Arbitello has supported Rawle’s departure from the start. “I think people need to get with the times,” he said. “One year can make a major difference in his life.”
Rawle took leaving hard at first, but he says he’s over it now. “New York City has their policies, has their rules,” Rawle says. “I would’ve wanted to end my career here [and] be the next All-American out of New York.”
One month after the Adidas camp, it is Under Armour’s turn to bring the grassroots show to New York City. The annual Elite 24 game, after leaving Rucker for a two-year stint in Venice Beach, now takes place on a pier at Brooklyn Bridge Park, with the Manhattan skyline and the East River in the background and NBA scouts in the stands.
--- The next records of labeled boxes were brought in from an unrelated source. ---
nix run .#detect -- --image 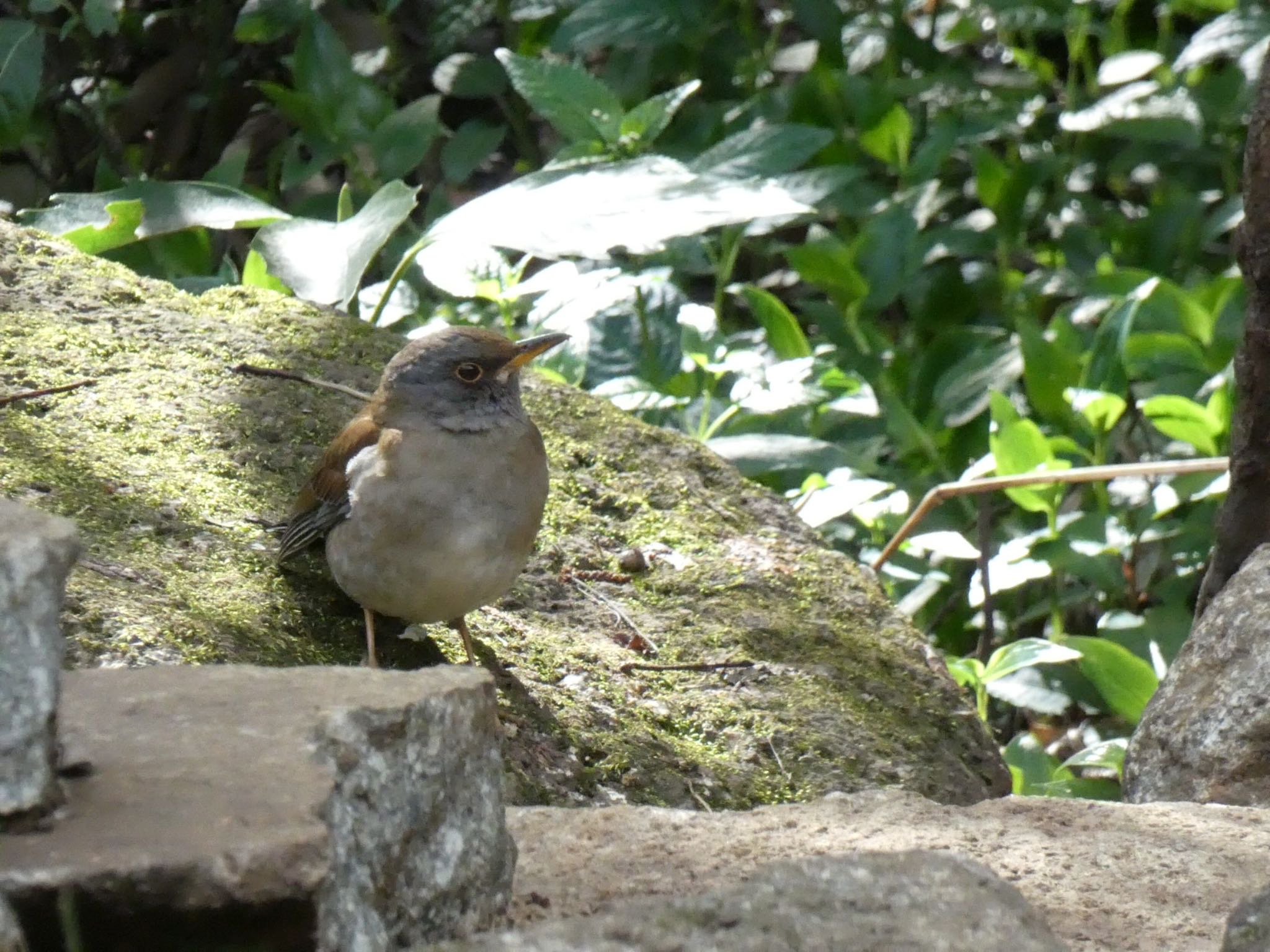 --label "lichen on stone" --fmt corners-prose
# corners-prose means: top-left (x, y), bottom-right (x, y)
top-left (0, 224), bottom-right (1008, 808)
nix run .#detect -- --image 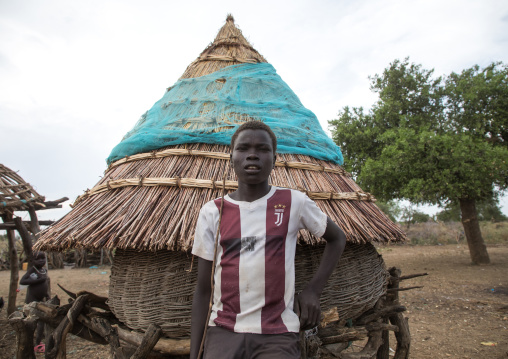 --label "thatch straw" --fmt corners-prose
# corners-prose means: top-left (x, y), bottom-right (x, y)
top-left (0, 164), bottom-right (45, 213)
top-left (37, 144), bottom-right (404, 250)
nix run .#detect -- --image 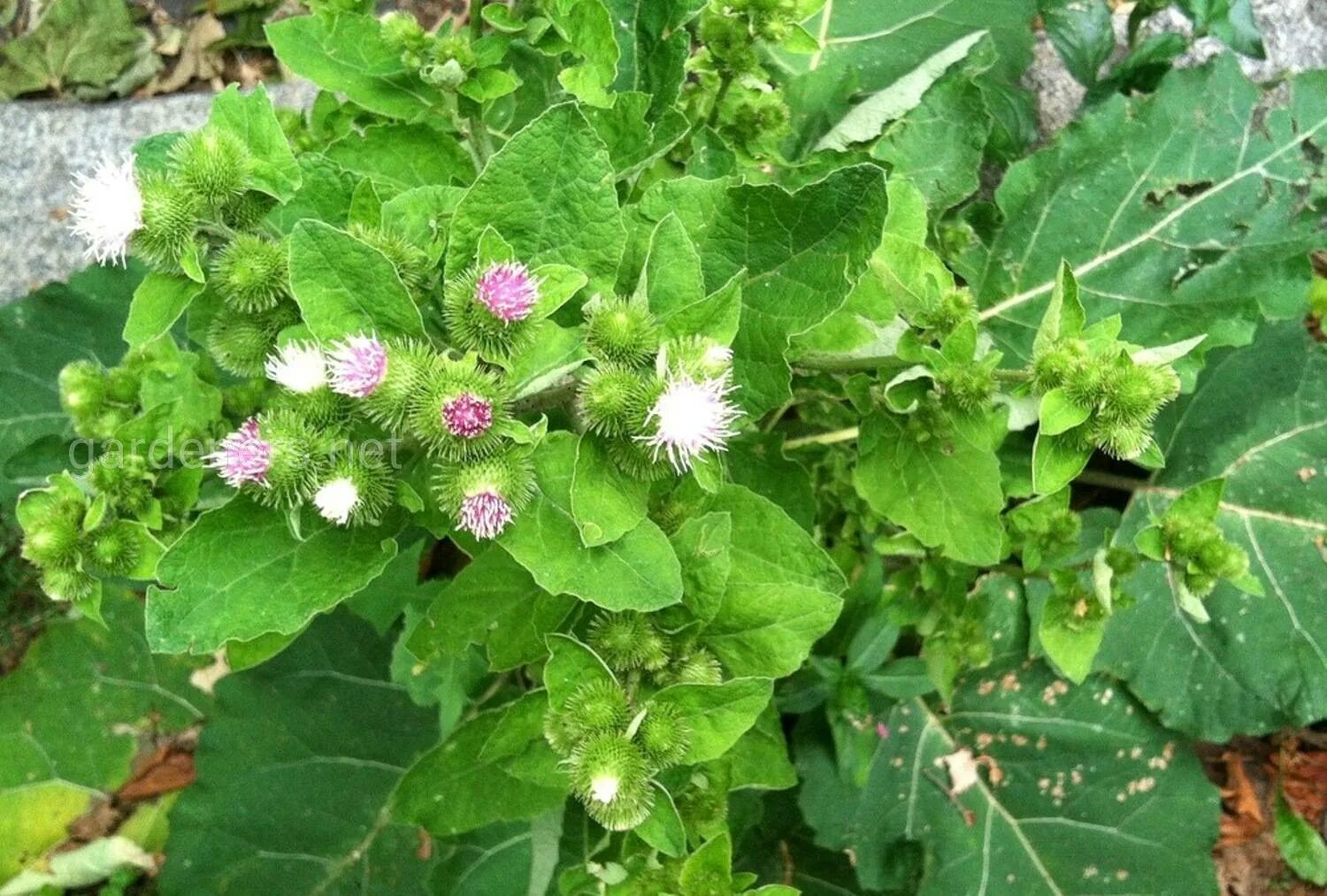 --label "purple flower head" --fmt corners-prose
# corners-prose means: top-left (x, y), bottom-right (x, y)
top-left (475, 262), bottom-right (539, 324)
top-left (203, 417), bottom-right (272, 488)
top-left (442, 392), bottom-right (494, 438)
top-left (458, 491), bottom-right (511, 539)
top-left (328, 333), bottom-right (387, 398)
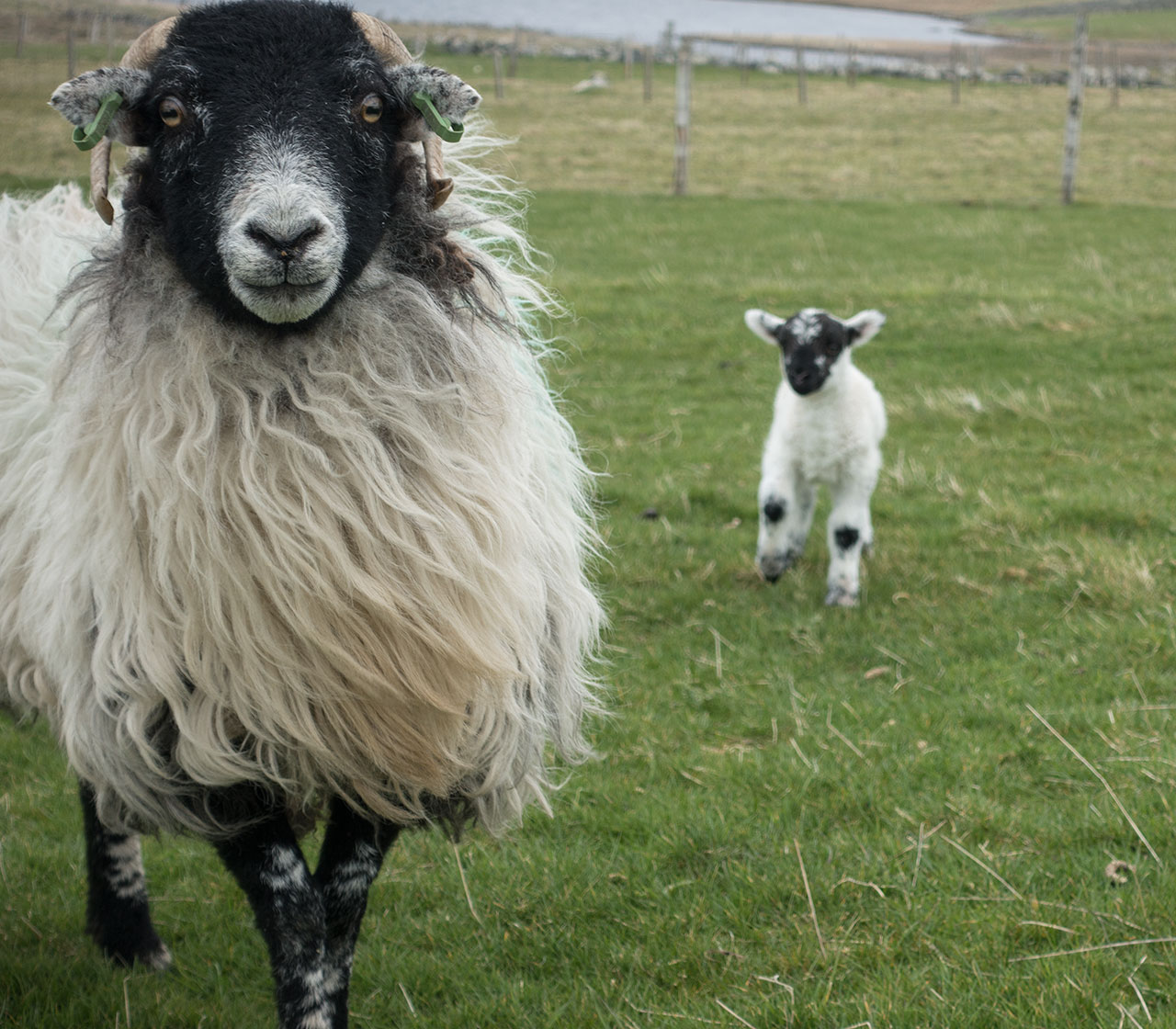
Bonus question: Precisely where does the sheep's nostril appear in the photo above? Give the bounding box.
[246,223,323,261]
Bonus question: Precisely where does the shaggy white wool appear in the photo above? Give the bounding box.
[0,129,601,835]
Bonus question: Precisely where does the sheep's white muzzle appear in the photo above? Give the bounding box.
[221,210,345,323]
[218,140,347,323]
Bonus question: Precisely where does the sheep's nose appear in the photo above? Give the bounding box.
[246,222,323,262]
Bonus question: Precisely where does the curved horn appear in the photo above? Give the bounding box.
[352,11,413,64]
[89,16,177,224]
[352,11,453,210]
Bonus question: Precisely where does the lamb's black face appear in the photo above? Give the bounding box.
[746,308,853,396]
[45,0,479,323]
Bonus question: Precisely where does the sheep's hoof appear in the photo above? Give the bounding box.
[94,929,172,971]
[824,585,857,606]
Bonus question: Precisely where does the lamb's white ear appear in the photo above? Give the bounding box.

Players practice the day prior in a cramped old Jesuit high school gym in downtown Manhattan.
Nearly every top prospect in the country is here, with the exception of those in the Bahamas on Nike’s dime, a thinly veiled ploy to keep their top players away from the competition. Rawle won MVP at the prestigious Adidas Nations camp earlier in the month, but he thinks he only received an invite to the Under Armour game after some of the Nike kids dropped out. His AAU team, of course, wears Adidas.
Practice brings extended media time. Rawle sits down as reporters circle. He hears familiar things. When people say New York doesn't have great players, how do you feel? What would it to be like to play at Madison Square Garden? His responses are measured; he’s grown accustomed to this process. Still, he likes to bounce questions back and visibly gets a kick out of throwing media a curveball or two.
When asked, Rawle insists he wants to visit all 11 colleges on his list, which, given time constraints and NCAA regulations will be difficult: players are only allowed to take five official visits. With the prep school decision, he’s had little time to focus on college and has no plans to commit until spring. At Word of God, ACC rivals North Carolina and N.C. State, both of which are already recruiting him, will have the edge in proximity. The final request from reporters: Compare yourself to another player from the city.
He thinks aloud. “Does it have to be a player from New York?” He smirks, then guesses the presumable follow-up. “How about an NBA player?” he asks. “Lance Stephenson?” The reporter struggles to come up with a helpful response.
“I think [Rawle] has a chance to be an NBA player, strong body, improving body control, good vision,” one scout in attendance tells SI in a text message later. “[He’s a] power player but he doesn't just bull you over like [ex-Arizona forward and current Pistons rookie] Stanley Johnson at the same age. He has a little more finesse in the lane. I saw the jump shot fall enough to know he’s capable.”
In the game the next day he challenges Rivals.com’s No. 1 prospect in his class, Josh Jackson, a long-limbed and absurdly athletic forward who guards him closely. Jackson blocks a couple layup attempts, but there’s something to be said for Rawle’s aggressiveness against a player with a bigger reputation. When he finally shakes Jackson with a crossover, he nearly finishes over him with a contested two-handed jam, just missing a signature highlight to the audible chagrin of the crowd. Despite a strong performance for the winning team in his home city, he misses out on one of four MVP awards.
On Sept. 8, Rawle announced his decision to attend Word of God with a tweet. “I've been believing in myself,” he said in July, back in Canarsie. “I'm trying to prove to the media, prove to all the people watching that I'm the best guard in the country, not only just New York.”
His next chance to make that case will come far from Brooklyn.